TRIPOLI (Reuters) – When the doors of a Tripoli bank open, hundreds of frantic customers surge forward, desperate for money they have been waiting weeks or months to withdraw.

The scene, now commonplace, is a stark sign of Libya’s slide towards economic collapse despite oil wealth, and a U.N.-backed government’s lack of headway towards ending years of political turmoil and armed conflict that have splintered the country.

Over the past week, frustration has spilled over into renewed street unrest and a public spat between Prime Minister Fayez Seraj and Central Bank Governor Sadiq al-Kabir over who is to blame for acute cash shortages.

The dispute shows the U.N.-backed Government of National Accord (GNA) struggling to control Libya’s finances even after a recovery in oil production raised the prospect of economic pressures easing.

A meeting convened by Britain and the United States in London on Monday is seen as a last-ditch effort to get Seraj and Kabir to work together and save Libya’s economy from deeper failure.

The GNA cautiously started trying to establish itself in Tripoli in March, three months after its creation under a U.N.-brokered power-sharing deal and five years after the uprising that ousted Muammar Gaddafi but sowed nationwide anarchy.

But the GNA has been unable to win backing from leadership rivals in the east or tame western Libya’s powerful armed factions. The worsening cash crisis and spiralling inflation quickly eroded hopes that the GNA could bring stability.

Some Libyans now queue overnight to collect wages and benefits. “I have not been paid my salary for almost four months,” Milad Lahmar, a physiotherapist and father of four, said outside Tripoli’s Al-Tijari Al-Watani bank.

“I have been waiting since dawn in front of the bank in a desperate attempt to get some cash.”

Wahda Bank, one of the country’s largest, said on Sunday its coffers would be empty until further notice.

The Libyan economy is almost entirely dependent on oil revenues, so solid GNA relations with the National Oil Corporation (NOC) and the central bank, which processes all NOC earnings, are crucial to coherent governance and policymaking.

The NOC and the central bank both fractured when rival governments and parliaments arose in Tripoli and eastern Libya in 2014. The Tripoli branches, which have retained control over payments, pledged to work with the GNA’s leadership, known as the Presidential Council. But relations between Seraj and Kabir have soured amid a political deadlock.

The eastern parliament, or House of Representatives (HOR), has blocked approval of GNA cabinets, and the finance minister has never taken up his post. The mostly powerless rival government appointed by the HOR, and its central bank governor, have limped on in Libya’s distant east.
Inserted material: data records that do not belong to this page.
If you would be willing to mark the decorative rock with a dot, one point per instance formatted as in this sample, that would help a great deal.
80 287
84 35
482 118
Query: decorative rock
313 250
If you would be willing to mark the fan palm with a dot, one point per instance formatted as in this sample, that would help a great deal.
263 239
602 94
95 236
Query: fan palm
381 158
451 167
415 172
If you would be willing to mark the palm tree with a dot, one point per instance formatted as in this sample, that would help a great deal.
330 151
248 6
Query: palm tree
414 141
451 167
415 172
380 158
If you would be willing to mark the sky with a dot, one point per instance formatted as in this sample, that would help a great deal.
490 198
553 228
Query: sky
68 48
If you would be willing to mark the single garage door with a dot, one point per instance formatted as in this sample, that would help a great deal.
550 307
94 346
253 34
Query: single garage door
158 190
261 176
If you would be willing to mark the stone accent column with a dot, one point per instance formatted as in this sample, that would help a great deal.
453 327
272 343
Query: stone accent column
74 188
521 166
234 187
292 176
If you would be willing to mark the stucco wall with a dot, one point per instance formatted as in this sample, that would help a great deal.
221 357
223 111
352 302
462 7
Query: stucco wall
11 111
Kabir’s mandate expired in late September, but he remains in the job by default because the HOR would have to approve any replacement under the U.N.-brokered deal.
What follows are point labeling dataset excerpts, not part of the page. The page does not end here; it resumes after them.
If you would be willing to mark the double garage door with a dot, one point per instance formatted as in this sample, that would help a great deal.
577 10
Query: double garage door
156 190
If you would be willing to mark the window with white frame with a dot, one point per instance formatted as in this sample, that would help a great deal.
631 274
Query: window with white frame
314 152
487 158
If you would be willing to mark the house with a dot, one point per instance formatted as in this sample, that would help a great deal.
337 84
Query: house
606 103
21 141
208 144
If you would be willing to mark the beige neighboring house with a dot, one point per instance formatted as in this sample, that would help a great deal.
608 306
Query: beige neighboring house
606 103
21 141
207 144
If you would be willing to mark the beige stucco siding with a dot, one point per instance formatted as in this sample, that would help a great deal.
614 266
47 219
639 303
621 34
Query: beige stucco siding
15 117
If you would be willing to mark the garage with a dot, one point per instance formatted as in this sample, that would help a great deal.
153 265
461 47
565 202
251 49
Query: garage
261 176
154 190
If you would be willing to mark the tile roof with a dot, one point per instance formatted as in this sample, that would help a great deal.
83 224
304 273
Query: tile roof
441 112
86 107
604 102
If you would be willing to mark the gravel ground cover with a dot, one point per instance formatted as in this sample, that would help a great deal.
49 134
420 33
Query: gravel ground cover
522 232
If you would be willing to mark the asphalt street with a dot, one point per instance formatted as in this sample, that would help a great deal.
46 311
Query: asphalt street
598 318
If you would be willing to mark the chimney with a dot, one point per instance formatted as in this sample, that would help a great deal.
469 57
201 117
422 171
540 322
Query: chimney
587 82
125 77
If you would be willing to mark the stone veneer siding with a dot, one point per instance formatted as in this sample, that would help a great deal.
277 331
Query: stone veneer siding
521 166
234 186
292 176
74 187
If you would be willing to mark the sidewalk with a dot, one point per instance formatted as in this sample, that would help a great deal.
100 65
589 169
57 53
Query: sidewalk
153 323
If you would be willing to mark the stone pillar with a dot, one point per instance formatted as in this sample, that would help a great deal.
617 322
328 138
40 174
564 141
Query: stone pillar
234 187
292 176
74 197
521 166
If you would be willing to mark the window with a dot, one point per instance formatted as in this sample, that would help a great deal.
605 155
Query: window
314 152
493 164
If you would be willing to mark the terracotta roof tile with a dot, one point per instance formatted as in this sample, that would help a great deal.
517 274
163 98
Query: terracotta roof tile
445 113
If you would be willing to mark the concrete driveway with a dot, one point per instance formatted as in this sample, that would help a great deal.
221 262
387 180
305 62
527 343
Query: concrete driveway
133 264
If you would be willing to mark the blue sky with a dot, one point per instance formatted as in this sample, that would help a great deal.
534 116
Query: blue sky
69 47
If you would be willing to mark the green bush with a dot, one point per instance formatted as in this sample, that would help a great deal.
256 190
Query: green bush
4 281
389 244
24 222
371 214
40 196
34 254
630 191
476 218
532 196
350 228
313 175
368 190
A week ago, Seraj accused Kabir of holding up efforts to deal with Libya’s liquidity crisis by repeatedly resisting calls to provide credit and release foreign currency.

“We have exhausted our efforts … with al-Kabir,” he said in a TV interview. “Once again, his response was weak and sometimes non-existent.”

 

HUGE DEFICITS

Kabir retorted three days later that Seraj’s council had only come up with “loose proposals” including the sale of “non-existent” dollars and devaluing the Libyan dinar.
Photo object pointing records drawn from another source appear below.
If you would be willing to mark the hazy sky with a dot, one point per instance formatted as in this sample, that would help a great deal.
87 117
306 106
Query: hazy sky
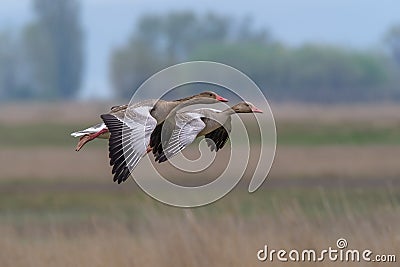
108 23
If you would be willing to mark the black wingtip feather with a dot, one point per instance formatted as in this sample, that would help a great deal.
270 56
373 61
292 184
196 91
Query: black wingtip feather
117 159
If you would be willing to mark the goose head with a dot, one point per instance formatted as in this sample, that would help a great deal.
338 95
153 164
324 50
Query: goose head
207 97
246 107
213 96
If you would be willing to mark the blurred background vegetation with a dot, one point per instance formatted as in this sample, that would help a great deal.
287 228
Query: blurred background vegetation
336 171
46 58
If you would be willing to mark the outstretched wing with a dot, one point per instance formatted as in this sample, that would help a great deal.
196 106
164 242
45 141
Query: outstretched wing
182 133
219 136
130 136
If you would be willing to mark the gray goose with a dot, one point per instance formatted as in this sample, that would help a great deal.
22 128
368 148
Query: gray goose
182 129
137 123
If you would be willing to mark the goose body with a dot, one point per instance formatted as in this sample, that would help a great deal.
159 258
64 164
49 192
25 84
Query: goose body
185 127
132 130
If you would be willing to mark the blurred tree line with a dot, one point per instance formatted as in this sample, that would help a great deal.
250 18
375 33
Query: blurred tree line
319 73
46 60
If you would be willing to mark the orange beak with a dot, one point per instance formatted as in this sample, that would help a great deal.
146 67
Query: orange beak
220 98
256 110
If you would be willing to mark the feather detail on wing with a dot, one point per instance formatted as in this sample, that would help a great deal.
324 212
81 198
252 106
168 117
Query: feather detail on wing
130 136
218 138
179 135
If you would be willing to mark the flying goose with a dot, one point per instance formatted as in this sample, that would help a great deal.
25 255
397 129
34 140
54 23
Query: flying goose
129 128
182 129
“The Presidential Council did not submit any realistic, executive programs to be carried out on the ground,” he said.

Libya’s oil revenues fell to record lows earlier this year and the country is running huge deficits, covered by foreign reserves that will sink to $43 billion by the end of 2016 from more than $100 billion three years ago, the World Bank says.

Strict limits on access to foreign currency have created a flourishing informal exchange market where the dinar recently slipped to a new low of around 5.25 to the dollar.

Financial pressures have wrought shortages of subsidized food products, pushing food prices 31 percent higher in the first half of 2016, according to the World Bank.

Oil production recently doubled to nearly 600,000 barrels per day after eastern military commander Khalifa Haftar seized key oil ports from a rival faction and let the NOC reopen them. But output is still well under half pre-2011 levels.

Economists say Libya’s liquidity crisis will not be resolved without improved security and trust in the banking system. They say deliveries of new banknotes – sent from Britain to Tripoli and from Russia to the east – will help little.

In the capital, residents said they noticed little difference as 800 million dinars were flown in over the past 10 days. They say that corruption means only the powerful have quick access to funds.

“I only hear about money being printed outside Libya and brought here, but we receive nothing,” said Lahmar, the physiotherapist. “There is no transparency.”